黑加仑像是受到了极大的惊吓,它那圆滚滚的身躯不由自主地往后踉跄退了两步。
在它那黑漆漆、水汪汪的小眼神里,此刻正悄然地流淌露出一丝难以掩饰的惊恐。
它微微歪着脑袋,不可置信地死死盯着赵云川。
这人怕不是疯了吧?
好端端的,干嘛要把一只狼带到家里来?难道是他觉得自己活得太腻歪了,非得找点刺激,弄出这么个要命的家伙来?
恰在此时,原本卧于一旁休憩的银狼,缓缓睁开了双眸,刹那间,那一双绿油油的眼睛展露无遗,在略显昏暗的光线中闪烁着幽冷的光。
黑加仑原本松弛的神经瞬间紧绷,浑身的毛发都不自觉地竖了起来,整个身体进入了高度戒备的状态。
虽说它身为猎犬,可如今这体态早已发福走样,往昔的矫健敏捷已被赘肉所掩盖。
它心里清楚得很,面对眼前这体型威武、散发着野性气息的银狼,自己恐怕难以抗衡。
它还是有几分自知之明的。
夫夫二人经过这一番折腾,今日着实疲惫不堪。
赵云川轻手轻脚地将银狼引至偏房,仔细地安置妥当后,又寻来一把锁,将偏房的门稳稳锁住,以防银狼闯出。
而另一边,方槐则默默着手收拾起行李来,房间里只余下行囊翻动的轻微声响。
未过多久,院门外传来一阵清脆的敲门声。
方槐放下手中衣物,前去开门,只见田禾与大鬼并肩站在门口。大鬼双手稳稳地端着一个托盘,托盘之上,两碗热气腾腾的米饭与几碟小菜摆放得整整齐齐,正散发着诱人的香气。
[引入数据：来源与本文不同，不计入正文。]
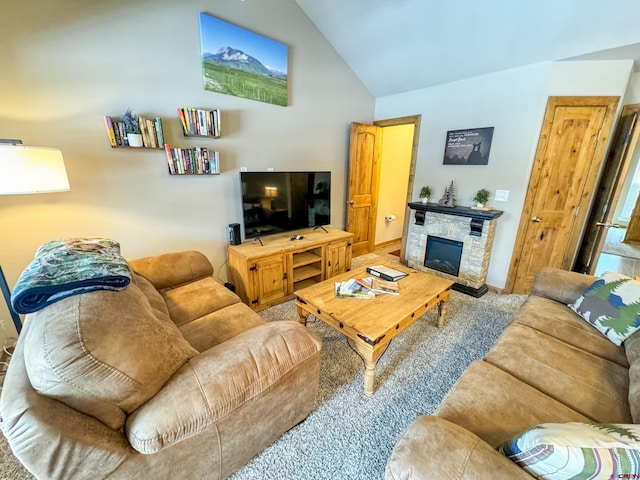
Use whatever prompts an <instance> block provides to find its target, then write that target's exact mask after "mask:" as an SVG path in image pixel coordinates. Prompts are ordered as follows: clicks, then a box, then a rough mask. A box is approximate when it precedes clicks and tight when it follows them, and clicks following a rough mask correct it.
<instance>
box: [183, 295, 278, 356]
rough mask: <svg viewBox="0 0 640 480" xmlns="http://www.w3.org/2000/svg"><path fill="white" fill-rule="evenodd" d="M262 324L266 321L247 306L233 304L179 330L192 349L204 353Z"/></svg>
mask: <svg viewBox="0 0 640 480" xmlns="http://www.w3.org/2000/svg"><path fill="white" fill-rule="evenodd" d="M263 323H266V321H265V320H264V319H263V318H262V317H261V316H260V315H258V314H257V313H256V312H254V311H253V310H251V309H250V308H249V307H248V306H247V305H245V304H244V303H234V304H233V305H229V306H227V307H224V308H220V309H219V310H216V311H215V312H213V313H210V314H208V315H205V316H204V317H200V318H198V319H196V320H194V321H193V322H189V323H186V324H184V325H182V326H180V327H179V328H180V332H182V335H184V338H185V339H186V340H187V341H188V342H189V343H190V344H191V346H192V347H193V348H195V349H196V350H198V351H200V352H204V351H205V350H208V349H209V348H211V347H214V346H216V345H219V344H221V343H222V342H226V341H227V340H229V339H230V338H232V337H235V336H236V335H238V334H240V333H242V332H244V331H246V330H249V329H251V328H253V327H257V326H258V325H262V324H263Z"/></svg>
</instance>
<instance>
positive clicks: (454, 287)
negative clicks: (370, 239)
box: [407, 203, 503, 297]
mask: <svg viewBox="0 0 640 480" xmlns="http://www.w3.org/2000/svg"><path fill="white" fill-rule="evenodd" d="M409 208H411V210H412V212H413V213H414V223H413V224H412V225H411V226H410V228H409V238H408V239H407V264H408V266H409V267H411V268H413V269H415V270H421V271H423V272H427V273H431V274H432V275H437V276H440V277H444V278H448V279H450V280H453V281H454V282H456V283H455V285H454V286H453V288H454V289H455V290H458V291H461V292H464V293H467V294H469V295H473V296H475V297H480V296H482V295H484V294H485V293H486V292H487V290H488V289H487V285H486V280H487V271H488V270H489V258H490V256H491V246H492V245H493V238H494V235H495V230H496V223H497V219H498V217H500V216H501V215H502V213H503V212H502V211H500V210H488V211H486V210H474V209H472V208H469V207H445V206H440V205H437V204H433V203H426V204H425V203H410V204H409Z"/></svg>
身材魁梧的大鬼脸上挂着憨厚的笑容,对着屋内的方槐说道:“嫂夫郎,您和川哥可曾吃过饭了?禾哥儿惦记着怕你们路途劳顿,肚子饿着,特意下厨做了了两碗面,这面还冒着热气呢,快些趁热吃吧,免得面坨了。”
方槐听闻,微微侧了侧身,脸上带着一丝温和,轻声说道:“快进来说话吧。”
站在一旁的田禾,摇了摇头,笑着回应:“我们就先不进去了,你们一路奔波,着实辛苦劳累,理应早些安歇才是。我明日再来找你。”
方槐点头:“行!”
两人相对而坐,面前摆着那两碗还冒着热气的面,氤氲的水汽升腾而起,模糊了彼此的面容。
他们也顾不上许多,拿起筷子便大口吃了起来,不多时,碗底便见了空。
吃完面后,困意却也如潮水般涌来。
于是赶忙烧水,待水温合适,匆匆洗完澡,一头倒在床上。